Sunday, January 15, 2017

Fear and loathing in St. Lucia




Here we are in Rodney Bay, St Lucia. It was a pleasant sail over from Martinique. Or it would have been pleasant except for Oscar DiBorcceri. It's true I owe him a lot. He's the one who got me started in the porn business in LA and we had a good time running girly bars in Ermita. We should have been reliving our wonderful memories but all he could talk about was Donald bloody Trump. He's a big fan. I don't give a toss about Trump myself to be honest.

He wouldn't shut up about Trump, the Clintons, fake news and Russian hackers.

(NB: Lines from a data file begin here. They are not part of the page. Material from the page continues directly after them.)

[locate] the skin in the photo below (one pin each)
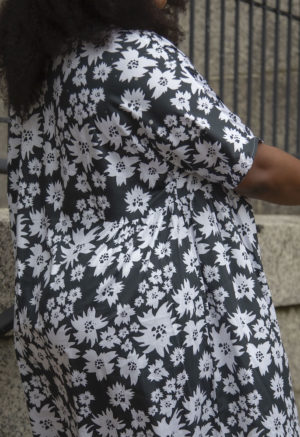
(274, 177)
(160, 3)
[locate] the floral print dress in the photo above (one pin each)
(141, 304)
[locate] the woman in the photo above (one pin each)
(142, 307)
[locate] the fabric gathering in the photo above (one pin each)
(141, 305)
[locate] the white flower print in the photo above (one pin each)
(277, 385)
(139, 419)
(260, 356)
(157, 330)
(230, 385)
(61, 347)
(194, 335)
(120, 396)
(207, 219)
(225, 348)
(157, 371)
(83, 149)
(49, 120)
(98, 95)
(241, 320)
(80, 76)
(120, 167)
(87, 326)
(102, 71)
(102, 258)
(162, 81)
(134, 102)
(182, 100)
(204, 105)
(111, 130)
(178, 230)
(277, 352)
(172, 428)
(151, 172)
(234, 137)
(274, 422)
(38, 260)
(126, 260)
(124, 312)
(243, 286)
(209, 153)
(107, 424)
(45, 422)
(31, 135)
(108, 290)
(245, 376)
(185, 298)
(194, 405)
(148, 304)
(132, 365)
(211, 273)
(132, 65)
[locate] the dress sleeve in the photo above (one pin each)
(186, 121)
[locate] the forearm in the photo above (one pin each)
(275, 177)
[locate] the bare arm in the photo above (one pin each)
(273, 177)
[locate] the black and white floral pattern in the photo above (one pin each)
(141, 304)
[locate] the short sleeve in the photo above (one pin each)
(186, 122)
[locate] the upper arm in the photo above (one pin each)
(256, 180)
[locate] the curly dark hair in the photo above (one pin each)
(32, 32)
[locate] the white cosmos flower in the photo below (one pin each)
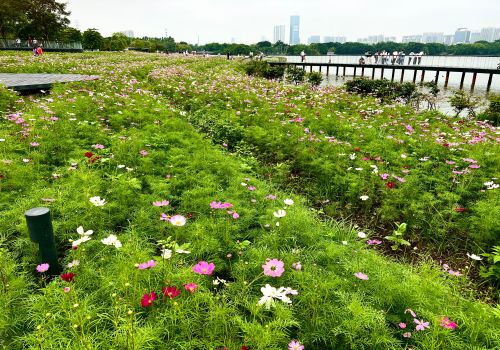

It's hard to ignore when you're stuck on a small boat. He just went on and on.

Now he's gone to rent a car. We're going to tour St. Lucia looking for Blackjack. Which means I have to drive and listen to more rants. I wish I could think of a way out. I just don't feel free with him around.

I keep thinking about my trip back to the UK. I felt like a tourist most of the time but I actually enjoyed it. It has changed a lot though. More modern and efficient in some ways but with the same old muddle beneath the surface. Everybody was worried about Brexit. They should never have joined the EU in the first place. Seeing Samantha in Cambridge was nice. (I left the Hockney print at Sotheby's for her). Finding Simon in a wheelchair was a shock though. Very sad. Reminds me how fast life can change. I must get to work on that.

Here comes Oscar with the car. Now what? I suppose we have to go round all the marinas looking for Blackjack and his mates. If they parked anywhere it will be in Castries or Vieux Fort. I never liked Vieux Fort much myself. Very dodgy place. And what happens when we find them?